Productos andalusíes de vestir, y otros objetos de lujo, se difundieron junto con sus
nombres por Europa y por el resto de la Península, donde encontramos los primeros
arabismos desde la segunda mitad del siglo IX, como pruebas indiscutibles de un trasvase
cultural amplio.
¿Y para qué sirve dedicar atención a una
exposición que evoca a los Omeyas? La evidencia directa de los objetos es enorme, y
permiten plantear un entendimiento renovado de la memoria histórica equilibrando las
imágenes parciales y negativas, transmitidas por muchos textos de elaboración medieval.

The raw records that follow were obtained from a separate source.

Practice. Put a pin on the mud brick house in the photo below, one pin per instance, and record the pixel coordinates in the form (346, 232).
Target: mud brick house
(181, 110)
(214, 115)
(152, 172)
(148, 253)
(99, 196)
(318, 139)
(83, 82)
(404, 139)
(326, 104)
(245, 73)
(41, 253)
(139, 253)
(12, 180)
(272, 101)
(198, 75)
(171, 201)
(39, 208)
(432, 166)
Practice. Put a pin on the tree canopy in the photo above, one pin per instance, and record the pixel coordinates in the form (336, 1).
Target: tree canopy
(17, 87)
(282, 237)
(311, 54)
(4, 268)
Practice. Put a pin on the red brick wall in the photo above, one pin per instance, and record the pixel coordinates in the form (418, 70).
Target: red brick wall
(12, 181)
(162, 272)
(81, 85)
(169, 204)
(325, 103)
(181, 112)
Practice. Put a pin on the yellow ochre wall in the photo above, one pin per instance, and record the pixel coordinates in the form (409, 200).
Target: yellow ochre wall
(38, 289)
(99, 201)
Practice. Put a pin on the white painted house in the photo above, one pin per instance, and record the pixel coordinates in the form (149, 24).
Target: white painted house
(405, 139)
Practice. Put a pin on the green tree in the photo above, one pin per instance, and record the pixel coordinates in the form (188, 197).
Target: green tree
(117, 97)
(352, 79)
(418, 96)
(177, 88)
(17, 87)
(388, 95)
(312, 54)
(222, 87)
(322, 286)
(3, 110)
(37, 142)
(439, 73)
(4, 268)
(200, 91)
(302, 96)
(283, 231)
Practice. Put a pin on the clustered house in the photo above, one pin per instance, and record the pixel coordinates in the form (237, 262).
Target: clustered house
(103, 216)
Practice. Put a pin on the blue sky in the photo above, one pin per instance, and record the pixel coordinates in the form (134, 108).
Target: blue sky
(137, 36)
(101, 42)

Se trata de presentar una realidad más completa, al convocar documentos materiales
(monumentos y objetos) que representan de forma más espontánea en pasado, y que aluden a
brillantes desarrollos culturales, en este caso ocurridos en al-Andalus, y a los trasvases
de esos desarrollos entre los musulmanes y los cristianos medievales. La Historia recupera
así una de sus funciones más útiles, como muestra aceptable de las diversidades y de
las capacidades humanas.
No es poco, si equilibramos los mitos
historiográficos que más o menos arrastramos, para no lastrar con ellos el presente y el
futuro. Creo que todavía hasta hoy se mantienen algunos ecos de temores y desdenes
medievales. Además de contribuir a despejarlos, a contrastarlos, esta exposición sobre
los Omeyas procura toda una gama de consecuciones: difundir un mejor conocimiento de la
realidad política, económica, social y cultural de al-Andalus; potenciar el interés por
los lugares donde se expresó ­y en este caso concreto, por Córdoba y su riqueza
monumental, que quedará más destacada aún durante y después de esta muestra­;
señalar a los países musulmanes que reconocemos la historia compartida; mostrar apertura
hacia lo positivo de la interculturalidad. Al-Andalus pertenece al acervo común
hispano­árabe, y este tipo de acontecimientos busca mejorar el conocimiento
mutuo, por tanto se proyectan al presente y al futuro con un afán de relaciones
positivas.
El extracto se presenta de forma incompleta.